[QUOTE=flyingpengiun;1284560]I currently have to deal with a workload where frequently small textures are uploaded (glTexSubImage2D) and are immediatly bound and used for drawing a single time - so effectivly a streaming workload with very small data size (4kB textures). As can be imagined, the primitive overhead of glTexSubImage2D is very high.
PBOs are even worse, as the nature of the workload does not allow for asynchronism[/QUOTE]
I think you’re mixing up a few things. PBOs allow you to use buffer objects as an intermediary for texel transfers ops. And yes, some forms of buffer object (e.g. PBO) population lead to synchronization or parallelize poorly. For instance:
…and the overhead of map/unmap is even higher.
Ordinary buffer mapping (e.g. garden variety glMapBuffer/glUnmapBuffer) can be very slow.
However, other forms of buffer object population pipeline very well. For instance:
- UNSYNCHRONIZE buffer mapping with buffer orphaning. Or (as you indicated)
- PERSISTENT/COHERENT buffer mappings.
For details on both, see the Buffer Object Streaming wiki page.
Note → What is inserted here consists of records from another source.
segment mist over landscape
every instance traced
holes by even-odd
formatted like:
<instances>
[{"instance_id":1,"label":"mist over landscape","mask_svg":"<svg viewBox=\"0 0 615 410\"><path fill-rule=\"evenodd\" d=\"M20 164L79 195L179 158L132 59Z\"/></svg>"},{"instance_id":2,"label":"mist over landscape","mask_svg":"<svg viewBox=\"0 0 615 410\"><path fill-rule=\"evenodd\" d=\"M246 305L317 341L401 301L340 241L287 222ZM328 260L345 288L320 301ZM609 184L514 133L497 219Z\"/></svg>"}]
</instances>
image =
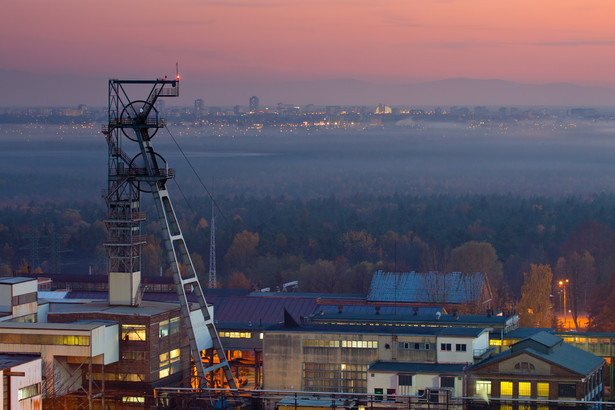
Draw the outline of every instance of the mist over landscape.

I’ve used the former with PBOs to speed-up uploads of lots of tiny (and large) texture MIPs. The latter should also work well with PBOs, though I’ve not used it.
According to NVidia, prefer the latter if your GL driver supports (and you allow it to use) multiple threads. Otherwise either should be fine.
I know, uploading those tiles in batches would be best - however the code is part of a library, and I can’t change the interface provided.
I wonder, would it be possible to use a pesistently mapped immutable buffer (ARB_buffer_storage) for uploading those small textures?
Instead of a sampler I could manually access the buffer in a fragment shader, so the GPU could directly access system memory via the GTT.
You could, but…
If I understand you correctly, you’re talking about completely forgoing use of the GPU’s texture sampling hardware and doing the texture sampling/filtering yourself in the shader? You could, but you might want to first check out using Buffer Object Streaming methods to fill PBOs used to populate your texture MIPs. It seems to me that that’s a simpler change. The GPUs whole texture sampling/filtering pipeline is optimized for lookup efficiency. The texture memory is even swizzled/tiled and cached to minimize the latency of the memory lookups (though you do have to pay the cost of the swizzle on first render after loading the texture).
But it’s your call of course. If you don’t think that GPU texture sampling/filtering is really buying you much in terms of performance, give it a shot. Better yet, try both and compare the performance!